Tiburcio Vasquez, Jesse James, Billy the Kid, John Dillinger—these are the American bad men Guns of Outlaws ($20) is concerned with. Tracing the history of outlaws in America from the end of the Revolution to the Old West to the Great Depression, Gerry and Janet Souter catalogue the most notorious and storied criminals of American folklore, along with their guns.
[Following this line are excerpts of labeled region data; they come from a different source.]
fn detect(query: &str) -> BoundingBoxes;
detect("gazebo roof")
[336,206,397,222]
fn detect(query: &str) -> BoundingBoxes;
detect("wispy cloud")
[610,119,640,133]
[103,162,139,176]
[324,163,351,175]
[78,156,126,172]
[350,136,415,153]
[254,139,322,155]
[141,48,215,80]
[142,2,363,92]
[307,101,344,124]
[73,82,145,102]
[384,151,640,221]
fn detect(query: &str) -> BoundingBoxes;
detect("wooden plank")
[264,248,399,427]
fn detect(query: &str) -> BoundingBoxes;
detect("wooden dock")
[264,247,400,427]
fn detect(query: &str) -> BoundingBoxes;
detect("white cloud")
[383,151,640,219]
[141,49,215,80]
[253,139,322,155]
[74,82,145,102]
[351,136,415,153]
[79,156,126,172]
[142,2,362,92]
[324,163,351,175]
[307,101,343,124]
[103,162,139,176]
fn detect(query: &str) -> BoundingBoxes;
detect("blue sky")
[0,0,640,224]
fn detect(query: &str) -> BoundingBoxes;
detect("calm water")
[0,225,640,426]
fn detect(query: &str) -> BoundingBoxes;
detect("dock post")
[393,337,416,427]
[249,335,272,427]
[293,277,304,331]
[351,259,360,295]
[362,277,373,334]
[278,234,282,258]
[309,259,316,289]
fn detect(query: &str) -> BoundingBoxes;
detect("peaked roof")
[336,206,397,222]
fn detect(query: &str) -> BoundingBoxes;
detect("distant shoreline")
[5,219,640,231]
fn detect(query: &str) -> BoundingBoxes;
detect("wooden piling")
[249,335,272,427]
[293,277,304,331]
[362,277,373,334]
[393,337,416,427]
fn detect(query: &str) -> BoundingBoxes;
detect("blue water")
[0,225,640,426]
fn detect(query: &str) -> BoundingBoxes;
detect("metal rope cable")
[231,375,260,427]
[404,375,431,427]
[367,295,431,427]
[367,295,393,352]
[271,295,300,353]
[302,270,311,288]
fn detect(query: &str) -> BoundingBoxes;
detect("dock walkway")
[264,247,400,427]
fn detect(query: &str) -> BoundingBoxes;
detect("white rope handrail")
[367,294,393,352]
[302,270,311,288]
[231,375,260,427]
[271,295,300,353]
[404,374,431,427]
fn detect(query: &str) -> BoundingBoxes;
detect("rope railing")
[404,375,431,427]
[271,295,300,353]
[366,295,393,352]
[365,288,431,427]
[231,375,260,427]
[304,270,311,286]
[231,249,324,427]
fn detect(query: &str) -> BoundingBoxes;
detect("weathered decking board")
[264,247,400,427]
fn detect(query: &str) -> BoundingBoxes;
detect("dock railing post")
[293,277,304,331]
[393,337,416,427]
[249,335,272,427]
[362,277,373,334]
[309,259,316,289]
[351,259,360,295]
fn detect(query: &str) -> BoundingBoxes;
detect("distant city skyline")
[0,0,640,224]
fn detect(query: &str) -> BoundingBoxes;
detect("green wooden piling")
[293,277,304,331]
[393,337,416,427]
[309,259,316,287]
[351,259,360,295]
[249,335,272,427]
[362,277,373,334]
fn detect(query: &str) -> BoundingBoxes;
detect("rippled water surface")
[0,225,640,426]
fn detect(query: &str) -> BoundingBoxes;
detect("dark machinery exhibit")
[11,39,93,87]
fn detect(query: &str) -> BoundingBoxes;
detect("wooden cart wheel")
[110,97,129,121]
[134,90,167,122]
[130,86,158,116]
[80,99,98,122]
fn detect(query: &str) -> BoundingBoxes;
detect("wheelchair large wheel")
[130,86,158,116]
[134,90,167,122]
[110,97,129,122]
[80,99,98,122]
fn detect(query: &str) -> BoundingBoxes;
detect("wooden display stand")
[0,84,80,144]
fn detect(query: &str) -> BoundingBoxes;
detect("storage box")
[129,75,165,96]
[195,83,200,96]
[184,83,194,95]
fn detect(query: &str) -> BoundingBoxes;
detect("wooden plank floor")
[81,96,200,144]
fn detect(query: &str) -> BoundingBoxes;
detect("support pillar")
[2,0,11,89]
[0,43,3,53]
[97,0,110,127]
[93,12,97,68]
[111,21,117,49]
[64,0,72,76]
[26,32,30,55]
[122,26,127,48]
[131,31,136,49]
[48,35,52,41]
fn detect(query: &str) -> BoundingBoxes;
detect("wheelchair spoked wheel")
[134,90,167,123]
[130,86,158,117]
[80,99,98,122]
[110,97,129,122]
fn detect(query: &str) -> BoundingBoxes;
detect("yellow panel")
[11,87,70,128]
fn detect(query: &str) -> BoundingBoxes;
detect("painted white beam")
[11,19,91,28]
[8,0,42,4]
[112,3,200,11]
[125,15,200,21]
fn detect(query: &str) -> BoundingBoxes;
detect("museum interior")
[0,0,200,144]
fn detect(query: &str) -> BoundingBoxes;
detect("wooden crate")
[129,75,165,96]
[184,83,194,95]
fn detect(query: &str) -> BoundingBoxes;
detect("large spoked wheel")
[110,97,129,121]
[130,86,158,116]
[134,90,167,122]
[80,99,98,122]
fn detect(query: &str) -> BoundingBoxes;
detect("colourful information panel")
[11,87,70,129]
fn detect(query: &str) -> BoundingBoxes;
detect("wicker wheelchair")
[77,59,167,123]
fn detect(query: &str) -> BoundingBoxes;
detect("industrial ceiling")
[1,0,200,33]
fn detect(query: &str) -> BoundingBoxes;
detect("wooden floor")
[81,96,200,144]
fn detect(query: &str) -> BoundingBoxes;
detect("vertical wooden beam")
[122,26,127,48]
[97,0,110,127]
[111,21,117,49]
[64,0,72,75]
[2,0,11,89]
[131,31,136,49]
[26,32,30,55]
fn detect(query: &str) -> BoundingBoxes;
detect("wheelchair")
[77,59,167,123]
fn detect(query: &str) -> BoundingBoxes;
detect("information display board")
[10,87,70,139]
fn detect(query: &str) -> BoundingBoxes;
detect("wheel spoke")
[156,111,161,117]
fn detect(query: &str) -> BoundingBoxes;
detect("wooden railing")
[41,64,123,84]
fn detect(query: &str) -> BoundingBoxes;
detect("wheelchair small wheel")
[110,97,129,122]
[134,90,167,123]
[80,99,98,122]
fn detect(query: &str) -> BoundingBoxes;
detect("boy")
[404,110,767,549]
If you’re looking for detailed biographies or Jesse James or a more comprehensive history of the American west, look elsewhere. Guns of Outlaws is mainly about guns, featuring hundreds of pictures of actual outlaw weapons, archival pictures, and illustrations. The last moment’s of Dillinger’s life are interesting—but so is his tommy gun. Tiburcio Vasquez has some prescient things to say about injustice in pre-statehood California, but we’re here for his Henry rifle. Lawmen are featured too, like Bass Reeves, Wyatt Earp, and Melvin Purvis.
Guns of Outlaws offers a neat look at the speed and degree of technological change in firearms over the past two centuries, along with the innovative (and occasionally silly) ways criminals altered their guns. Reading this book is a bit like spending a few hours in the museum—except the Souters travelled to a dozen or so to make this book. Good thing—makes it more convenient for us.